I took my son Ben to the debate, not because I thought he would get much out of it, but because I had him for the evening and I figured it couldn't do him any harm. I gave him a six year old eye view of the creationism controversy, building on stuff I already told him about Galileo about religion's frequent stance against science, and touching on the Scopes trial as well as talking about the evolution controversy today. Matt D. was in attendance and so were at least two other ACA members that I'm aware of, Don Rhoades (not Baker) and Annie.
In my perception, the debate was an unmitigated disaster. The debate was a prime example of everything I've been saying in these posts about how atheists and science defenders continually get suckered into debates where the theist controls the format, the topic, and the crowd. It's almost enough to make me give my unconditional support to Eugenie Scott when she warns that you should seriously consider not debating at all.
When I talked to Matt last night he seemed to disagree, and if he doesn't chime in we'll be discussing it on The Non-Prophets this weekend.
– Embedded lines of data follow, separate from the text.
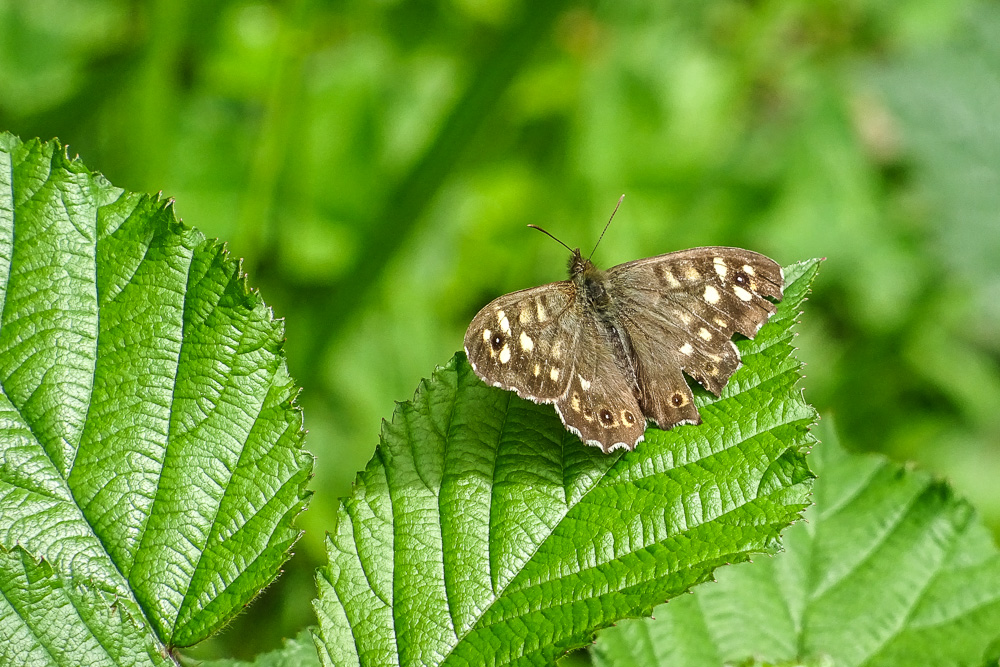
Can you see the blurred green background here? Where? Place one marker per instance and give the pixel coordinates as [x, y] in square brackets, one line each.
[376, 163]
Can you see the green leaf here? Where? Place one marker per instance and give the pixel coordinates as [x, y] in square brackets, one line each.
[150, 450]
[482, 531]
[889, 569]
[46, 621]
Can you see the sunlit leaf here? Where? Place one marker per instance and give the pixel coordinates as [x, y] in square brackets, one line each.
[890, 568]
[150, 451]
[482, 528]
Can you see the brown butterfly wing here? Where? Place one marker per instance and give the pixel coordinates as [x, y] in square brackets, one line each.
[680, 311]
[599, 404]
[543, 344]
[525, 341]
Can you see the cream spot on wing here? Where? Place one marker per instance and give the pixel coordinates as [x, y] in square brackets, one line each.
[720, 267]
[540, 311]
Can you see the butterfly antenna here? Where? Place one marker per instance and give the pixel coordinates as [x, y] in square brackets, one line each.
[606, 226]
[550, 236]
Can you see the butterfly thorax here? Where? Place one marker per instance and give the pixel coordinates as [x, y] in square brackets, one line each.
[590, 280]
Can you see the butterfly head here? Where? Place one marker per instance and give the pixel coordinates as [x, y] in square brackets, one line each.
[578, 264]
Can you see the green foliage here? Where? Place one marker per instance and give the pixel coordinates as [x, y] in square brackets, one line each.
[375, 163]
[300, 651]
[890, 568]
[481, 516]
[150, 451]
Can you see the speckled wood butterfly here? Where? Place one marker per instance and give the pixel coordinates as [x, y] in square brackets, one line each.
[610, 348]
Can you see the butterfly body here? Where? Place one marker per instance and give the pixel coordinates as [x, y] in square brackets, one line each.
[610, 348]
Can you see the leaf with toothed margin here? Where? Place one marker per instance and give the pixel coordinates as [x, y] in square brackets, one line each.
[483, 532]
[889, 569]
[151, 456]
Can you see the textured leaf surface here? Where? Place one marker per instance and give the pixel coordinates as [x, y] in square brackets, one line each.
[483, 532]
[44, 621]
[890, 568]
[149, 447]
I plan to write several posts in this series, so you can see the updates quickly but still get around to all my notes eventually.
For now, here's a quick list of grievances:
- Turnout. It was very clear that churches hyped the hell out of this. This was a big gymnasium filled with folding chairs; in the lobby there were at least three tables loaded with Christian apologetics books, and none on the atheist side. Without exception, every conversation I heard that did not involve an ACA member was dismissive of evolution.
- Format. Oh my dear FSM, what happened? Ross and Rana both got to speak uninterrupted back to back before Michael Shermer got up. Between them -- I timed this -- Ross and Rana clocked in at an hour and fifteen minutes, while Michael Shermer got just over thirty. The other two members got face time, but no presentation. By the time Shermer was done, people were already starting to leave anyway.
- Topic. Was there one? The proposed topic going in was "Was Darwin Wrong?" which is bad enough. (Yes, of course Darwin was wrong. Duh. Evolution isn't wrong but Darwin was wrong about a great many aspects of it.) However, they didn't make any pretense of discussing this topic. The opening PowerPoint slide said "Evolution & Intelligent Design," then Hugh Ross proceeded to say he was not going to talk about Intelligent Design because he would be promoting a Christian "testable theory." Any kind of constraints on the discussion were thrown out the window from the first minute.
- Sponsorship and moderation. The debate was sponsored by one or several Christian groups, and some guy from the UT Engineering department announced at the beginning that the department had also sponsored it, although this didn't imply that they condone anything that was said. But rather than moderating, the chair introduced the speakers, and then two hours later used some Q&A time to further bash the evolution side and speak about the importance of mixing some religion in your science. (Matt was actually under the impression that he was billed on the creationist side. I looked up the fliers. He was not.)